Par un mémoire en défense, enregistré le 10 avril 2026, le préfet des Hauts-de-Seine conclut au rejet de la requête et communique les pièces utiles du dossier.
Il fait valoir que les moyens soulevés par le requérant ne sont pas fondés.
Vu les autres pièces du dossier.
Vu :
- la convention européenne de sauvegarde des droits de l’homme et des libertés fondamentales ;
- le code de l’entrée et du séjour des étrangers et du droit d’asile ;
- le code des relations entre le public et l’administration ;
- le code de justice administrative.
Le président du tribunal a désigné Mme Mettetal-Maxant en qualité de juge du contentieux des mesures d’éloignement des étrangers.

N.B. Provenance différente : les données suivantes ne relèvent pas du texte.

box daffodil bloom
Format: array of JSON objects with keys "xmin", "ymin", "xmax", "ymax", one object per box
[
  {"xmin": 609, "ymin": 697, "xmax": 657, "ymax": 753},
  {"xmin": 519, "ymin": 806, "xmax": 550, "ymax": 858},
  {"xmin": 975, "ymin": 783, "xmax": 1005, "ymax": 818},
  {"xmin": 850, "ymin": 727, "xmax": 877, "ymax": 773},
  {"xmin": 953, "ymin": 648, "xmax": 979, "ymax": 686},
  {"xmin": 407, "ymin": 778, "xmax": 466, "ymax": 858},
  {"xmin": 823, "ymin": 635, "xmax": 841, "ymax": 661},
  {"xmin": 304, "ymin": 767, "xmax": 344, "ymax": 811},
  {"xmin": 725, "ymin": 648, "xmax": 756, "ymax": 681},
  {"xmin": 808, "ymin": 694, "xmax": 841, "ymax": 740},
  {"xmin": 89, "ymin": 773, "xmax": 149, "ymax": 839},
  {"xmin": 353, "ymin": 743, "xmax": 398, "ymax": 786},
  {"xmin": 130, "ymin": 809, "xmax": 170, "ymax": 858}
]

Les parties ont été régulièrement averties du jour de l’audience.
Ont été entendus au cours de l’audience publique :
- le rapport de Mme Mettetal-Maxant, magistrat désigné ;
- les observations de Me Schwarz, avocate représentant M. A…, qui maintient les conclusions et moyens de la requête ;
- le préfet des Hauts-de-Seine n’étant ni présent, ni représenté ;
La clôture de l’instruction a été prononcée à l’issue de l’audience.
Considérant ce qui suit :
1. M. A…, ressortissant ivoirien né le 26 septembre 2001, est entré en France en 2016 selon ses déclarations. Par un premier arrêté du 21 juin 2025, le préfet des Hauts-de-Seine l’a obligé à quitter le territoire français sans délai, a fixé le pays de destination et a prononcé à son encontre une interdiction de retour sur le territoire français d’une durée de deux ans. Par un second arrêté du même jour, le préfet des Hauts-de-Seine l’a assigné à résidence dans ce département pour une durée de quarante-cinq jours. Par un arrêté du 21 mars 2026, le préfet des Hauts-de-Seine l’a assigné à résidence dans ce département pour une durée de quarante-cinq jours renouvelable deux fois. Par la présente requête, M. A… demande au tribunal d’annuler l’arrêté du 21 mars 2026.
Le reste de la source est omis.